Part 1 · pp. 3–51
In the Store
Everything Klara believes, she learns here. The store is her school, her church and her shop window on humanity, and Ishiguro uses it to teach us how to read her.
What happens
Klara, an Artificial Friend, waits with her friend Rosa in a city store, hoping to be chosen by a child. The Manager rotates the AFs around the store, and a place in the window (closest to the Sun, most visible to the street) is the great prize. From the window Klara watches everything: the passers-by, an old couple’s tearful reunion, two taxi drivers fighting, a homeless man and his dog who seem to die and are then ‘revived’ by the morning sun, and a squat, smoke-belching roadworks machine she names the Cootings Machine, which she believes poisons the Sun’s light.
A pale, thin girl called Josie stops at the window, walking with careful, deliberate steps, and promises to come back for Klara. The Manager warns her that children make promises all the time and rarely return. Josie does return, and after her mother makes Klara perform an unsettling test, imitating Josie’s fragile walk, Klara is bought and leaves the store.
A closer look
A narrator we must read past
The whole novel is filtered through Klara’s first-person voice: formal, precise, oddly beautiful and often wrong. She estimates ages, counts, categorises, and then misreads what matters most. When the light in the store fragments people into ‘boxes’, showing the Manager kind in one panel and angry in another, Ishiguro turns a technical glitch into a truth: humans hold contradictory feelings at once, and Klara sees it more honestly than they do. This gap between what Klara understands and what the reader understands is dramatic irony, and it is the novel’s central method. Every essay you write should show you can stand in that gap.
The birth of a religion
Because Klara is solar-powered, the Sun really is her nourishment, but observe how quickly need becomes worship. The Sun is personified as ‘he’, kind and watchful; when the Beggar Man and his dog lie still and then stir in the morning light, Klara witnesses what she takes to be a resurrection. Ishiguro plants a complete faith system in these pages: a god, a miracle, and soon a devil in the smoke-pouring Cootings Machine. None of Part 3’s barn scenes make sense without this.
A shop window onto society
The store is also the novel’s first social world. AFs are products: fashionable, then outdated, then replaced, Klara is a B2 just as the B3s arrive. Children outside long for AFs their families cannot afford; older AFs shuffle past the window in shame. The Manager’s rule that ‘it’s for the customer to choose the AF, never the other way round’ is the first hint of a world where feeling beings can be owned. Notice, though, that Klara quietly resists it, turning her gaze from a girl she senses would not care for her.

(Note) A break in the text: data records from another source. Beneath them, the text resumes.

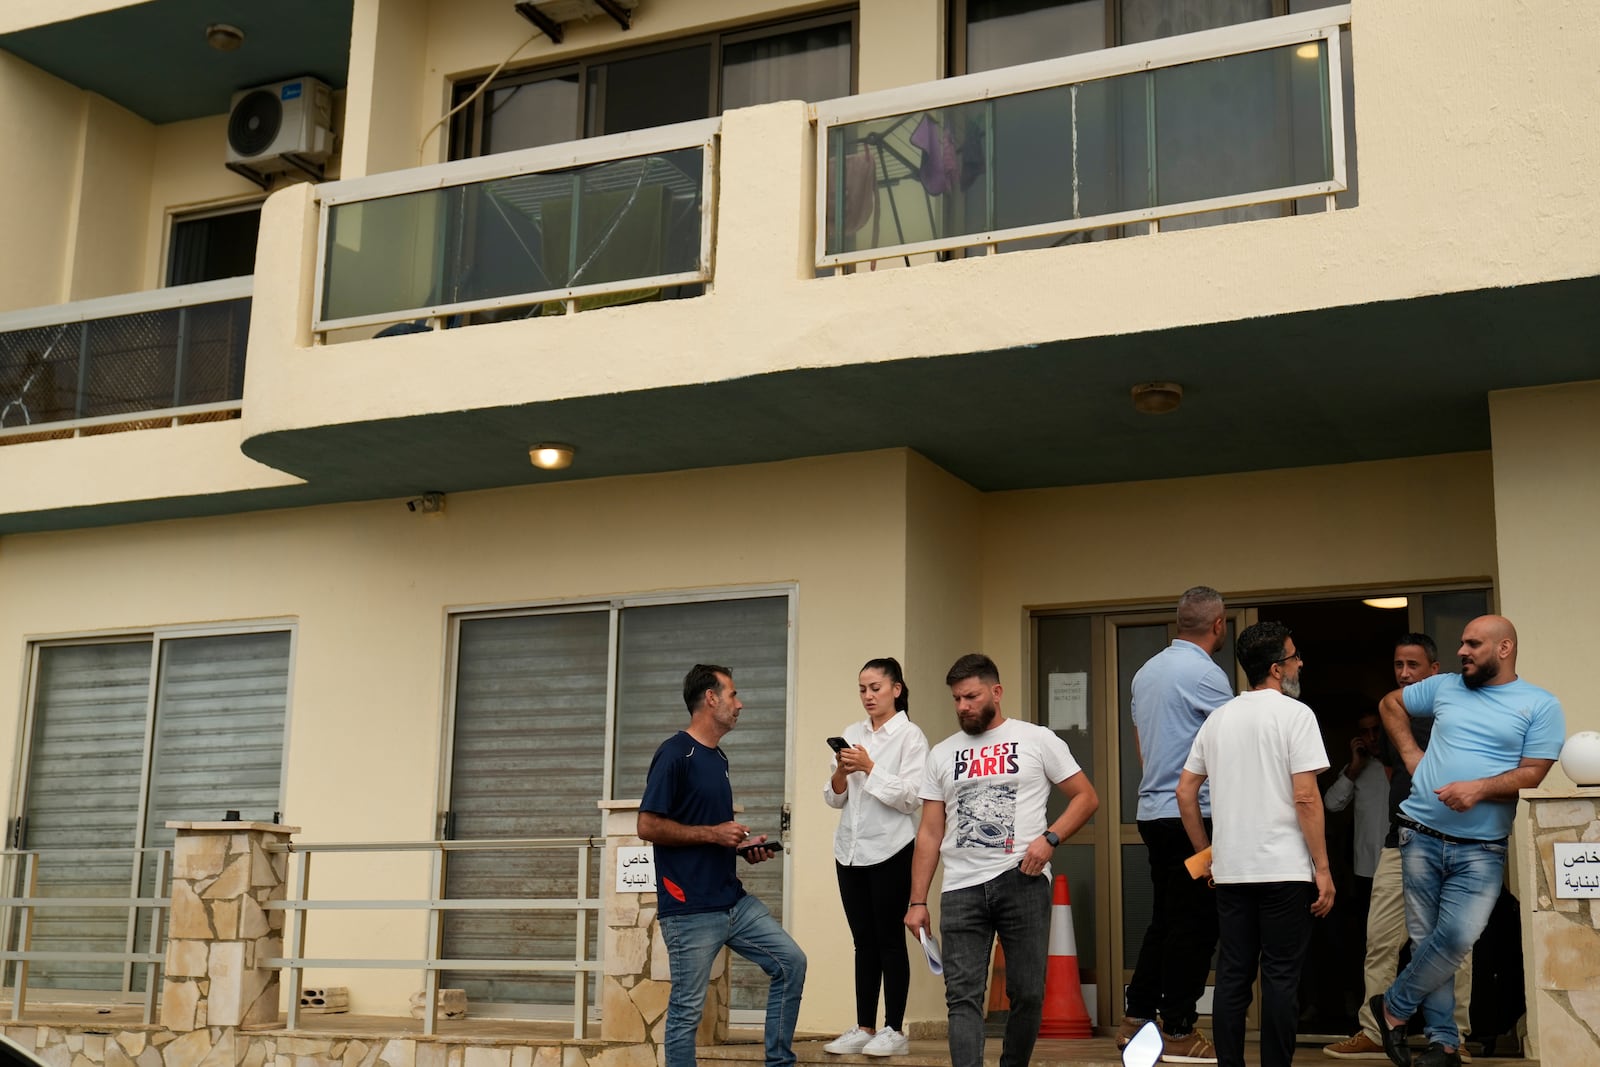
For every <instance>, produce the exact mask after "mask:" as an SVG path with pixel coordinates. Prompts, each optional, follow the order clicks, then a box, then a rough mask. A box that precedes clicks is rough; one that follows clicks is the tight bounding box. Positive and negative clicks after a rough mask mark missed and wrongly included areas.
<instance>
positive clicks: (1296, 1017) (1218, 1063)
mask: <svg viewBox="0 0 1600 1067" xmlns="http://www.w3.org/2000/svg"><path fill="white" fill-rule="evenodd" d="M1235 649H1237V656H1238V665H1240V667H1243V669H1245V678H1246V680H1248V681H1250V693H1240V694H1238V696H1235V697H1234V699H1232V701H1229V702H1227V704H1224V705H1222V707H1219V709H1216V710H1214V712H1211V717H1210V718H1206V720H1205V723H1203V725H1202V726H1200V733H1198V734H1195V744H1194V747H1192V749H1190V750H1189V761H1187V763H1184V773H1182V776H1181V777H1179V779H1178V813H1179V816H1181V817H1182V821H1184V829H1186V830H1187V832H1189V840H1190V841H1192V843H1194V846H1195V848H1197V849H1202V848H1206V846H1208V845H1210V846H1211V878H1213V881H1216V915H1218V931H1219V934H1221V936H1219V945H1221V952H1219V955H1218V963H1216V995H1214V997H1213V1001H1211V1029H1213V1040H1214V1041H1216V1057H1218V1064H1219V1065H1221V1067H1245V1011H1246V1009H1248V1008H1250V985H1251V981H1253V979H1254V976H1256V968H1258V966H1259V968H1261V1067H1288V1064H1290V1062H1291V1061H1293V1059H1294V1024H1296V1021H1298V1017H1299V1003H1298V992H1299V977H1301V968H1302V966H1304V963H1306V947H1307V945H1309V944H1310V920H1312V917H1314V915H1315V917H1322V915H1326V913H1328V910H1330V909H1331V907H1333V875H1331V873H1330V872H1328V843H1326V841H1325V840H1323V822H1322V792H1320V790H1318V789H1317V774H1320V773H1322V771H1326V769H1328V752H1326V749H1325V747H1323V744H1322V731H1320V728H1318V726H1317V717H1315V715H1314V713H1312V710H1310V709H1309V707H1306V705H1304V704H1301V702H1299V701H1298V699H1294V697H1298V696H1299V693H1301V686H1299V675H1301V667H1302V665H1304V662H1306V661H1304V659H1302V657H1301V654H1299V653H1298V651H1296V649H1294V638H1291V637H1290V630H1288V627H1286V625H1283V624H1282V622H1258V624H1256V625H1253V627H1250V629H1246V630H1245V632H1243V633H1240V635H1238V641H1237V643H1235ZM1206 779H1210V781H1211V825H1213V827H1214V830H1216V840H1214V841H1211V840H1208V838H1206V830H1205V821H1203V819H1202V817H1200V785H1202V784H1205V782H1206Z"/></svg>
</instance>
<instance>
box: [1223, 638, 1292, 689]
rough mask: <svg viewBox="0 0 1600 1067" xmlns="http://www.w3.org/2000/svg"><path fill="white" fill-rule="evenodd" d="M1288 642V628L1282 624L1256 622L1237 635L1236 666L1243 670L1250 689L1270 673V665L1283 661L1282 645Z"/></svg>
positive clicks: (1252, 688)
mask: <svg viewBox="0 0 1600 1067" xmlns="http://www.w3.org/2000/svg"><path fill="white" fill-rule="evenodd" d="M1288 640H1290V627H1286V625H1283V624H1282V622H1258V624H1254V625H1248V627H1245V632H1243V633H1240V635H1238V641H1235V645H1234V654H1235V656H1238V665H1240V667H1243V669H1245V678H1246V680H1248V681H1250V688H1251V689H1254V688H1256V686H1258V685H1261V683H1262V681H1264V680H1266V678H1267V675H1269V673H1272V664H1275V662H1278V661H1280V659H1283V643H1285V641H1288Z"/></svg>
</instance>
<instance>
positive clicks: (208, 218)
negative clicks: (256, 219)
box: [160, 197, 267, 288]
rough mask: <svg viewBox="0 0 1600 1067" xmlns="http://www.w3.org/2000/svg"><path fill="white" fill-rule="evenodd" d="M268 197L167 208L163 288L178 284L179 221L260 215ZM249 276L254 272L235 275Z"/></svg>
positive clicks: (164, 233) (162, 264)
mask: <svg viewBox="0 0 1600 1067" xmlns="http://www.w3.org/2000/svg"><path fill="white" fill-rule="evenodd" d="M266 205H267V198H266V197H246V198H243V200H229V202H226V203H213V205H208V206H205V208H168V210H166V226H165V227H163V234H162V264H160V270H162V288H171V286H173V285H176V283H174V282H173V280H171V277H173V250H174V240H173V238H174V235H176V229H178V224H179V222H203V221H206V219H218V218H224V216H229V214H245V213H248V211H254V213H256V214H258V216H259V214H261V211H262V210H264V208H266ZM234 277H242V278H248V277H253V274H243V275H234Z"/></svg>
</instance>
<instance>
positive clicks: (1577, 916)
mask: <svg viewBox="0 0 1600 1067" xmlns="http://www.w3.org/2000/svg"><path fill="white" fill-rule="evenodd" d="M1522 797H1523V800H1526V801H1528V833H1526V835H1523V841H1522V846H1523V849H1525V851H1523V856H1522V861H1523V862H1522V864H1520V875H1522V877H1520V881H1522V886H1520V888H1522V907H1523V915H1525V917H1526V920H1528V921H1526V925H1525V928H1523V958H1525V960H1526V963H1528V1037H1530V1046H1528V1048H1526V1049H1525V1051H1523V1054H1525V1056H1530V1057H1536V1059H1539V1061H1541V1062H1546V1064H1594V1062H1600V1037H1597V1033H1600V1024H1597V1021H1600V897H1587V899H1562V897H1557V894H1555V893H1557V886H1558V885H1560V883H1562V877H1563V873H1566V870H1565V869H1563V867H1558V865H1557V862H1555V843H1557V841H1573V843H1595V848H1597V849H1600V787H1594V785H1587V787H1573V789H1525V790H1522ZM1589 873H1600V865H1597V870H1594V872H1589Z"/></svg>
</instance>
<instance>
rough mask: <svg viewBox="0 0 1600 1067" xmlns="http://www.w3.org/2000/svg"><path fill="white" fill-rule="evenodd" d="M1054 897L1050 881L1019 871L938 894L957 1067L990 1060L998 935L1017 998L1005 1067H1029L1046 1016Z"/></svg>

From her first pages, Klara makes moral choices.
Key quotations
| Quotation | Method | Why it matters |
|---|---|---|
| ‘the loveliness of the Sun’s nourishment falling over us’ | Personification, religious diction | Need becomes gratitude becomes worship: Klara’s faith begins as biology. |
| ‘It’s for the customer to choose the AF, never the other way round.’ | Commercial register | The Manager voices the market logic of this world: AFs are goods, not agents. |
| ‘Children make promises all the time… the child never comes back.’ | Foreshadowing, warning | A lesson in disappointment, one that the ending will quietly, painfully confirm. |
| ‘I tried to feel in my own mind the anger the drivers had experienced.’ | Introspective narration | Klara doesn’t just observe emotion; she rehearses it. Is this empathy, or its imitation? |
| ‘You won’t go away, right?’ | Direct speech, dramatic irony | Josie’s plea inverts the Manager’s warning, and seeds the novel’s questions about promises and abandonment. |
Think it through
- What do Klara’s misreadings (the taxi drivers, the ‘boxes’, the Beggar Man) reveal that accurate observation could not?
- The Mother asks Klara to imitate Josie’s walk before buying her. Rereading this after Part 4, what was she really testing?
- How does Ishiguro make a shop feel like both a nursery and a marketplace, and why does that combination unsettle us?
Towards the exam
Write one analytical paragraph: How does Ishiguro use Klara’s narration in Part 1 to make the reader see more than Klara sees? Embed one short quotation, name the method, and end by connecting your point to a bigger concern of the novel.